Ia juga menilai, konflik agraria di LIK Tondo mencerminkan kesenjangan antara kekuatan modal dan hak-hak dasar warga. Ia menegaskan Satgas PKA berkomitmen menjadikan kasus ini sebagai momentum penegakan keadilan agraria di Sulawesi Tengah.

“Keputusan Gubernur ini menjadi bukti bahwa negara berpihak pada rakyat, bukan pada kepentingan modal,” tegasnya.

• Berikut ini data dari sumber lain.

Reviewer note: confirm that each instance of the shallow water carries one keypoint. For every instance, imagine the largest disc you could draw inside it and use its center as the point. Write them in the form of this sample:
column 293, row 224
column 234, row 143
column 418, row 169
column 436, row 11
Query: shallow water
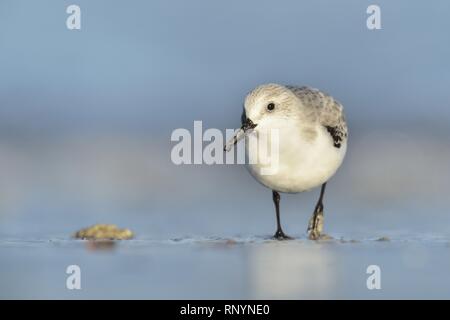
column 227, row 268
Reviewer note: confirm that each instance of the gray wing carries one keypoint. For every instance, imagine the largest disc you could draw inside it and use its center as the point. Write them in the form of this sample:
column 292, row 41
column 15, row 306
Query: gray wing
column 325, row 109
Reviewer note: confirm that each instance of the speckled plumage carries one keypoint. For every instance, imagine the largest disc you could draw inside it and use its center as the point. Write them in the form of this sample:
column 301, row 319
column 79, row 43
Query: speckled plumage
column 324, row 108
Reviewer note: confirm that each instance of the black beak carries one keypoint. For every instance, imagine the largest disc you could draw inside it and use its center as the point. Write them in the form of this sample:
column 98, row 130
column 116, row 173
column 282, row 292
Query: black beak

Baca Juga: Anwar Hafid Pastikan Penyelesaian Konflik Lahan Talise Berlandaskan Hukum

Langkah cepat PemprovSulawesi Tengah dalam merespons aduan warga, mendapat sambutan positif dari masyarakat LIK Tondo. Mereka menilai kebijakan penghentian sementara penggusuran menjadi bukti nyata, bahwa pemerintah hadir melindungi warganya.

Seluruh perhatian kini tertuju pada pelaksanaan mediasi pada 24 Oktober 2025, yang akan menjadi ujian penting bagi komitmen semua pihak dalam menegakkan prinsip keadilan agraria di Sulawesi Tengah.